After typing a message to a friend, I read what my fingers had just spelled out… and came to a realization that took me quite a while to arrive at.

It’s so hard for me to allow myself to hope anymore… But I do believe he is beginning to show me that when I really do begin to believe and accept that this life is not my own, he can use me, even if it’s just in little ways. And this is exactly where my hope – and worth – should be.

And I’m thinking it’s probably one of those things that I will be learning and forgetting and re-learning for the majority of my life.


Responses

  1. Thanks for sharing this, Megan. You are not alone in this, my friend. It seems to be a consistent challenge for me also.
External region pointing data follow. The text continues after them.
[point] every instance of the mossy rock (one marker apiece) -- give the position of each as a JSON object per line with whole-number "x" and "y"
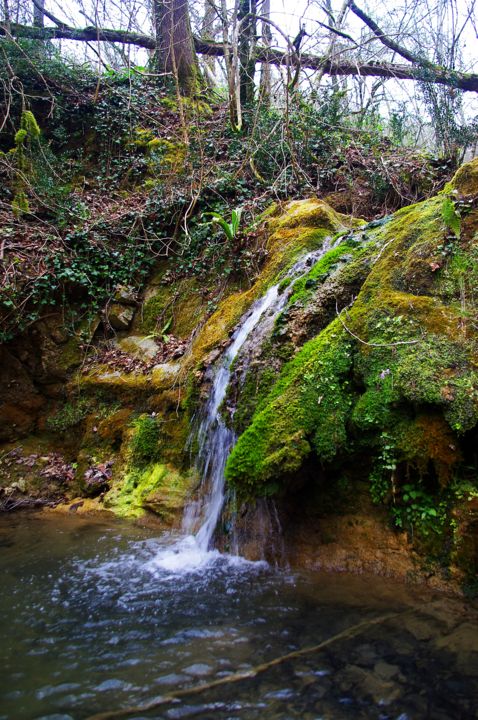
{"x": 402, "y": 360}
{"x": 157, "y": 487}
{"x": 294, "y": 229}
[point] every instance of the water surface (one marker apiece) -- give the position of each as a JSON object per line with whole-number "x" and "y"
{"x": 95, "y": 617}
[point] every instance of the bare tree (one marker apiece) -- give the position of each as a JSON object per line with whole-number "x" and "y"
{"x": 175, "y": 50}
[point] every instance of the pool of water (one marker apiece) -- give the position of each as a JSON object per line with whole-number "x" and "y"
{"x": 92, "y": 622}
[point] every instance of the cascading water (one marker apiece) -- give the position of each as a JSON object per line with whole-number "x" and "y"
{"x": 215, "y": 439}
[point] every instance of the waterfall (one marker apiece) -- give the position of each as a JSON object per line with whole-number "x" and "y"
{"x": 215, "y": 439}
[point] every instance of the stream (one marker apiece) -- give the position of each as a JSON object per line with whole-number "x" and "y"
{"x": 91, "y": 622}
{"x": 99, "y": 615}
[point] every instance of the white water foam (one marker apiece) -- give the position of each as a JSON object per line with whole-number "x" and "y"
{"x": 216, "y": 441}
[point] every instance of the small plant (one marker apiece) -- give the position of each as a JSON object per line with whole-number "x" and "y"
{"x": 144, "y": 444}
{"x": 230, "y": 229}
{"x": 71, "y": 414}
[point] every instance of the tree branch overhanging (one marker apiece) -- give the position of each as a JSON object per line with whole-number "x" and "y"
{"x": 428, "y": 72}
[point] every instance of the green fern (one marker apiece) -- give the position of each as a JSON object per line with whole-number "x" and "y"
{"x": 230, "y": 229}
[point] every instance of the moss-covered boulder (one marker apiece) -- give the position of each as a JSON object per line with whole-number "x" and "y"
{"x": 392, "y": 379}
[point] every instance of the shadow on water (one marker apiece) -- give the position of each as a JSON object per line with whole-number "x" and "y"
{"x": 91, "y": 621}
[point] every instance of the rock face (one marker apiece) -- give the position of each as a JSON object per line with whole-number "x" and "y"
{"x": 357, "y": 412}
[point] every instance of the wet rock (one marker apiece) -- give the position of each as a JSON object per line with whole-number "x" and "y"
{"x": 97, "y": 478}
{"x": 198, "y": 670}
{"x": 119, "y": 316}
{"x": 368, "y": 684}
{"x": 385, "y": 671}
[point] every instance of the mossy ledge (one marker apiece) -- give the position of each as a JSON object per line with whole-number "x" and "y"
{"x": 390, "y": 385}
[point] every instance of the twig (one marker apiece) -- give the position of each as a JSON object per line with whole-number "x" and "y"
{"x": 246, "y": 674}
{"x": 364, "y": 342}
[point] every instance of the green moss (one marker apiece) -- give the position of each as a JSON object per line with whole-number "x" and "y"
{"x": 69, "y": 415}
{"x": 450, "y": 216}
{"x": 20, "y": 136}
{"x": 301, "y": 226}
{"x": 20, "y": 204}
{"x": 182, "y": 302}
{"x": 29, "y": 125}
{"x": 306, "y": 410}
{"x": 306, "y": 285}
{"x": 157, "y": 487}
{"x": 144, "y": 441}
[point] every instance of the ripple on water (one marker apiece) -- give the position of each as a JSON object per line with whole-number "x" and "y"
{"x": 114, "y": 628}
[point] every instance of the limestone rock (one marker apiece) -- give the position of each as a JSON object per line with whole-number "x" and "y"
{"x": 143, "y": 347}
{"x": 119, "y": 316}
{"x": 126, "y": 295}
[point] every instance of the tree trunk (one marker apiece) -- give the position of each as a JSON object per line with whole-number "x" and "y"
{"x": 38, "y": 13}
{"x": 265, "y": 83}
{"x": 208, "y": 33}
{"x": 175, "y": 53}
{"x": 434, "y": 74}
{"x": 247, "y": 49}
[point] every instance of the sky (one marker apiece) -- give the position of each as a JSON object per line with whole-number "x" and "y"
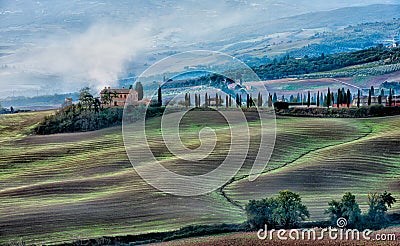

    I’ve been challenged this morning by something else you said on FB yesterday about your good run with Autumn. I need to make sure I am “running” with others. It helps me stay encouraged and keeps me from feeling alone in this rough and tumble world we live in. It is so easy for me to do things alone – I do it at work in my high walled cubicle or my 4 wheeled office so then it carries over into the rest of my life. I make excuses like: its faster, more efficient, blah blah blah. But I need to make the time and effort to include others in those little things I do. I think I’m going to call my roommate to go grocery shopping with me after work. : ) Thanks, M!